Sixteen conservancies in Namibia’s northeast Zambezi Region representing 30,632 adults would lose their most important source of income as European Parliament is planning to vote a ban on hunting trophies entering the European Union.
Trophy hunting has been the only source of income for the people of the Bamunu Conservancy in eastern Zambezi Region, and since 2011, the conservancy pocketed more than N$3.1 million from trophy hunting activities.
The European Parliament last month hosted a discussion in Bruxelles calling for a complete ban on trophy-hunting imports into the EU or for current legislation to be tightened.
According to the governor of Zambezi, Lawrence Sampofu, the region alone generated a revenue of about $1.2 million last year.

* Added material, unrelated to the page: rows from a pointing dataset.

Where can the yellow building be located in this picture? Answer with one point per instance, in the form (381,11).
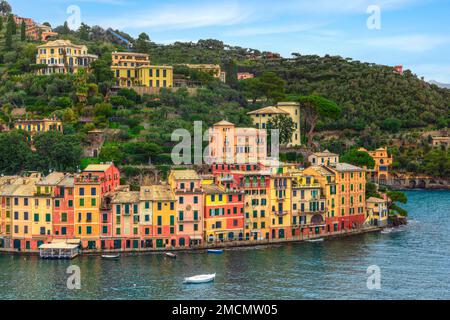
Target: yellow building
(17,206)
(380,173)
(87,201)
(163,201)
(327,181)
(323,158)
(43,205)
(350,194)
(223,214)
(377,212)
(61,56)
(261,118)
(134,69)
(34,127)
(281,206)
(125,218)
(308,206)
(257,204)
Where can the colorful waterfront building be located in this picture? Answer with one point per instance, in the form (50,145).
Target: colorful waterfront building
(261,118)
(125,220)
(281,205)
(380,173)
(18,205)
(256,186)
(327,181)
(377,212)
(63,209)
(187,186)
(90,187)
(350,194)
(223,214)
(231,145)
(308,206)
(146,217)
(63,57)
(5,210)
(134,69)
(44,207)
(87,197)
(163,202)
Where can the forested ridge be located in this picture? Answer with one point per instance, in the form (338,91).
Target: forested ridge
(378,106)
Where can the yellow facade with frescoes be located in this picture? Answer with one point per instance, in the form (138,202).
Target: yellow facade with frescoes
(134,69)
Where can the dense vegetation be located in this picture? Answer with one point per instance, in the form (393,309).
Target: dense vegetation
(364,104)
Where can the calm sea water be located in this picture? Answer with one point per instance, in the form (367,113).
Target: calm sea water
(414,262)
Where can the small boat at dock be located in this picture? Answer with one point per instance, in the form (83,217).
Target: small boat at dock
(206,278)
(315,240)
(110,256)
(215,251)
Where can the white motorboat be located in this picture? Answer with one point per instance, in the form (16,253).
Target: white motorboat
(107,256)
(200,279)
(315,240)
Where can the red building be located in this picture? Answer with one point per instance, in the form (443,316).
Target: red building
(223,214)
(108,174)
(63,212)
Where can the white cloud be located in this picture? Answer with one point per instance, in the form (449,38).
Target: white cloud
(182,17)
(410,43)
(437,72)
(346,6)
(267,29)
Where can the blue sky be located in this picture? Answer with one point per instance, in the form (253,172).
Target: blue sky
(414,33)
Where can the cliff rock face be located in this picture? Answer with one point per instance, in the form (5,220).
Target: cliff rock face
(396,221)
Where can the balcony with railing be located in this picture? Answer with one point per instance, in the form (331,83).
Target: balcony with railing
(280,213)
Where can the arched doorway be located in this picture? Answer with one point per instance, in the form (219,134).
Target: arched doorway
(317,219)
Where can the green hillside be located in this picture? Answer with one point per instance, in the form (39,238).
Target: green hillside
(378,105)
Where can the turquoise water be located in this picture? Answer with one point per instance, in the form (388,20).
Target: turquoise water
(414,263)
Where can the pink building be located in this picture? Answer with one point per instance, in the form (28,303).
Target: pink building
(108,174)
(228,144)
(187,186)
(63,212)
(245,76)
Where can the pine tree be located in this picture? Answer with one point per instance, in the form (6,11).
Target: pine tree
(12,24)
(8,37)
(23,33)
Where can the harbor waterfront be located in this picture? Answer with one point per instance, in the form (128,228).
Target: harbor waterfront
(413,260)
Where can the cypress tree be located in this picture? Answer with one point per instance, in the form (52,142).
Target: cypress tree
(12,24)
(23,33)
(8,37)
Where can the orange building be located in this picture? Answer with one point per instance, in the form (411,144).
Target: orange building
(350,195)
(163,201)
(223,214)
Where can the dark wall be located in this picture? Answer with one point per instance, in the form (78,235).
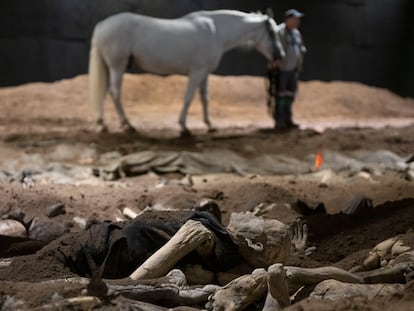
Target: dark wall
(371,41)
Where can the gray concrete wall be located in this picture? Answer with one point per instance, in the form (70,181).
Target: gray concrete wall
(371,41)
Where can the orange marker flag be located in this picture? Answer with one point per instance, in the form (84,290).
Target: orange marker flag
(318,160)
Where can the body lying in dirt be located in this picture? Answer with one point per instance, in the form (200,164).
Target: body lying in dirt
(246,258)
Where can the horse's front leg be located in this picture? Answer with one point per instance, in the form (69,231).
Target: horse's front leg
(115,75)
(194,80)
(204,102)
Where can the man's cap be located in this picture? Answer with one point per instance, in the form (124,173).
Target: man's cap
(293,12)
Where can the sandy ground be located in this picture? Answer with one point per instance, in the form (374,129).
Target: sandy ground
(42,124)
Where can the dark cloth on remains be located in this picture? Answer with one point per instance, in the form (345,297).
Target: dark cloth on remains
(119,248)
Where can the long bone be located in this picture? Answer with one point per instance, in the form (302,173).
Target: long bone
(191,236)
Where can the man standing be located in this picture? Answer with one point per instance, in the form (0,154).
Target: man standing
(288,69)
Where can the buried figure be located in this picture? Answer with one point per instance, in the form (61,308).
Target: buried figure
(246,259)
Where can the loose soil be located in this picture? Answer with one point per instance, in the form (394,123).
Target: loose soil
(54,123)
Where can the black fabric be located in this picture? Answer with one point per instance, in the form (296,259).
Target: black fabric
(118,249)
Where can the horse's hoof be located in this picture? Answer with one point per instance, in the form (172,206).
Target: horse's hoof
(185,133)
(102,129)
(128,129)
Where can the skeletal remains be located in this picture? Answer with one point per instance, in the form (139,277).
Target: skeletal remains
(259,273)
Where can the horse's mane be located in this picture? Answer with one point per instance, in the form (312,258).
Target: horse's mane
(226,12)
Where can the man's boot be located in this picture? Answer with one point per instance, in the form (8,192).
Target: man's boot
(288,113)
(279,117)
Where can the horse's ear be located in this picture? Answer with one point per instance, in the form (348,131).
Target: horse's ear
(269,12)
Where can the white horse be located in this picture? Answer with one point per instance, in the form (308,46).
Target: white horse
(191,45)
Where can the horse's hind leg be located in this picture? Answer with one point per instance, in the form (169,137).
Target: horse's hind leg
(204,102)
(115,84)
(194,81)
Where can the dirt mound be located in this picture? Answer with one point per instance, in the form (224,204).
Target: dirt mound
(235,101)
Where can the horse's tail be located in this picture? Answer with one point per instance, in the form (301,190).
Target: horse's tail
(98,81)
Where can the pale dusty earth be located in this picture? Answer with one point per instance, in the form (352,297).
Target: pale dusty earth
(45,125)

According to the Governor, the income is used by the conservancies to pay salaries of community wildlife guards, and to pay for the costs of managing wildlife, as well as providing household level benefits to very poor rural families.
Concerns and debates around the role of trophy hunting in conservancies raged last year after the killing of ‘Cecil the lion’ in Zimbabwe and an endangered black rhino in Namibia.
These two incidents triggered demands to ban trophy hunting in Namibia and throughout Africa, and according to international reports, several airliners last year banned the transportation of hunters’ animal trophies aboard their planes.